Thirty years ago, Ricardo Morris, a graduate student at what was then the Yale School of Drama, came up with a creative way to connect with New Haven youth living just outside campus. With the drama school’s support, he started a program that offered young students the opportunity to receive training and mentorship in the art of playwriting at Yale.
Called the Dwight/Edgewood Project (D/EP) for the two New Haven neighborhoods it serves, the program is stronger than ever, three decades later. With support from David Geffen School of Drama at Yale and Yale Repertory Theatre, D/EP links fifth and sixth graders from the Barnard Environmental Science and Technology School with graduate students in David Geffen School of Drama for an intensive program stretching over four weeks in May and June. The program, which is held after school, is free for all participants.
“These 30 years are the culmination of Ricardo’s vision and the stewardship of many dedicated leaders, including Ruth M. Feldman and the late Emalie A. Mayo,” who ran the program for more than a decade before her sudden passing last year, said Maya Louise Shed, the program’s current executive director and a 2025 graduate of the M.F.A. theater management program.

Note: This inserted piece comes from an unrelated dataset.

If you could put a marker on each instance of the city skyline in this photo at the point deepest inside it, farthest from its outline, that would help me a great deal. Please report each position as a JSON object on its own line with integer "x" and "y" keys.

Playwright Angel Morales, in the banana suit, watches a performance of his play at Yale’s Off-Broadway Theater.
This year’s cohort included five Barnard students, each of whom worked with two graduate mentors every afternoon as they brainstormed plots, tried their hands at stage lighting and directing, and talked through possible set designs and costumes. Midway through the program, they got their creative juices flowing during a three-day writing retreat at Camp Wightman, in Griswold, Connecticut.
“D/EP was started to build confidence in the playwrights, to encourage them to speak up for themselves,” said Jocelyn Lopez-Hagmann, the program’s general manager and an M.F.A. candidate in theater management. “They each write a 10-minute play, and it’s produced fully here at Yale. That’s something that they can take with them and cherish forever. These are students who don’t often get these kinds of opportunities, and it’s just so fulfilling, for us and for them.”
Students are asked to write plays with two characters, both non-humans — to “push students to use their imagination and creativity, to think outside the box,” Lopez-Hagmann said.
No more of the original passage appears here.